Über 200 Menschen wurden von der Hamas nach Angaben der israelischen Armee in den Gazastreifen verschleppt. Von den Geiseln haben mehrere neben der israelischen auch die deutsche Staatsangehörigkeit. Das Auswärtige Amt spricht von insgesamt acht Fällen, wobei ein Fall auch mehrere Familienmitglieder umfassen kann.

Auf einer Kundgebung in Berlin schilderten Angehörige das Schicksal der Geiseln und forderten Deutschland zum Handeln auf. „Die Zeit drängt“, sagte die Schwester der Deutsch-Israelin Yarden Romann. „85 Jahre, nachdem meine Großmutter aus Deutschland geflohen ist, komme ich hierher und bitte um Hilfe“, sagte die junge Frau. „Wir müssen handeln, Deutschland muss handeln.“

Mittlerweile hat die Hamas vier Geiseln freigelassen – zwei US-Bürgerinnen und zwei Israelinnen. Was über die deutschen Geiseln bislang bekannt ist.

Shani Louk

Die 22-Jährige wird seit dem Hamas-Massaker bei einem Rave-Festival in der Negev-Wüste im Süden Israels vermisst, doch ist ihre Mutter Ricarda Louk überzeugt, dass sie noch lebt und mit schweren Kopfverletzungen in einem Krankenhaus in Gaza liegt.

Ricarda Louk erkannte ihre Tochter auf einem Video, auf dem die 22-Jährige halbnackt auf einem Pick-Up zwischen mehreren Hamas-Männern offenbar im Gazastreifen zu sehen ist, mit dem Gesicht zum Boden, die Beine verdreht.

Shani Louk hat Familie im Schwarzwald, ihre Mutter wurde in Ravensburg geboren. Ricarda Louk beschreibt ihre Tochter als „lebensfroh und friedliebend“, die gerne tanze und Musikfestivals besuche. Nach Angaben eines Freunds arbeitet die gelernte Tätowiererin seit zwei Jahren als Kellnerin in einem Restaurant in Tel Aviv und ist wegen ihrer „witzigen und lebhaften“ Art bei den Kollegen sehr beliebt.

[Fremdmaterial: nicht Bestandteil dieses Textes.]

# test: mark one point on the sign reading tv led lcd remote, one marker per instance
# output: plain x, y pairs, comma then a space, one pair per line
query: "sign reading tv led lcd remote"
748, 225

Die Cousine von Shani Louk spricht nach einem Treffen mit Israels Premier Netanjahu mit Journalisten
Die Cousine von Shani Louk spricht nach einem Treffen mit Israels Premier Netanjahu mit Journalisten | Bild: Thomas Coex, AFP

Als Bundeskanzler Olaf Scholz sich bei seinem Besuch in Israel auch mit Angehörigen der Geiseln in Tel Aviv traf, standen Freunde von Shani Louk vor der Botschaft mit einem Plakat: „Only Scholz can save Shani“ – „Nur Scholz kann Shani retten“. „Wir hoffen, dass Bundeskanzler Scholz wirklich einen Unterschied machen und die Geiseln befreien kann“, sagte Ricarda Louk der AFP.

Shani Louk hat laut „Spiegel“ die deutsche und die israelische Staatsbürgerschaft und war mehrfach zu Besuch bei ihren Großeltern in Ravensburg in Baden-Württemberg. Ihre Mutter, eine Katholikin, die später zum Judentum konvertierte, war demnach nach Israel ausgewandert. Der jüdische Vater ist Israeli.

Yarden Romann

Die 35-jährige Deutsch-Israelin hielt sich nach Angaben ihrer Familie während des Hamas-Überfalls gemeinsam mit ihrem Mann Alon und ihrer dreieinhalbjährigen Tochter Gefen zu einem Besuch bei ihren Schwiegereltern im Kibbuz Beeri auf.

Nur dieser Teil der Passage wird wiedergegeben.